Wii Sports is, to this day, the fourth best-selling game of all time and apparently, Nintendo has Reggie Fils-Aimé to thank for that. Wii Sports is one of the most beloved games from Nintendo and that's largely because everyone who bought a Wii outside of Japan got a copy of the game. It was an incredibly easy way for Nintendo to showcase and communicate the purpose of the motion-controlled console, allowing everyone the opportunity to quickly grasp it by acting out various sports with the Wii remote. It's probably only on the list of the best-selling games because of how it was included with almost every console, but it's a move that likely helped the console become a massive success.

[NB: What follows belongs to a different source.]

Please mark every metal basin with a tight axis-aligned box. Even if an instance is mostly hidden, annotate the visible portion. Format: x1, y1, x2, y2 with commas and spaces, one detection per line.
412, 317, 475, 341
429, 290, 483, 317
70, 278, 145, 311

In his new book, "Disrupting the Game: From the Bronx to the Top of Nintendo" former Nintendo of American President Reggie Fils-Aimé discusses how he was the driving force behind bundling Wii Sports with every Wii and the tensions that created within the company. Fils-Aimé believed in how the game highlighted the purpose of the console and encouraged group-play, prompting him to present the idea to Nintendo's global president Satoru Iwata, who was immediately resistant to the idea. Iwata stated they didn't want to give away "precious content" for free as it pushes people to buy hardware and the games will be sold over long stretches of time. Fils-Aimé stated that Wii Sports could be what Nintendo needs to break away from a niche audience and into the mass-market. After months of conversations, Iwata began to be convinced.
Ultimately, Fils-Aimé had to convince Shigeru Miyamoto, the creator of Mario and many other classic Nintendo franchises. Miyamoto suggested a compromise by bundling Wii Play, a collection of other mini-games, but Fils-Aimé didn't see the value in it as the bundle game for the console. He instead suggested it be bundled with separate accessories. Miyamoto expressed displeasure in the idea, as he also didn't believe in giving away games and almost seemed offended at the notion, but Iwata defended Fils-Aimé's idea. After many more meetings, a compromise was made: Wii Sports would be bundled with the Wii in Western markets, but sold separately in Japan. Ultimately, the Wii sold better in the Americas and Europe.
Now, Nintendo Switch Sports is the talk of the town, but was notably sold for $49.99 at physical retailers. The game has received solid reviews and will likely go on to sell plenty of copies. Nintendo Switch Sports players have already broken their TVs with their Joy-Cons, serving as a reminder of similar incidents when the Wii debuted.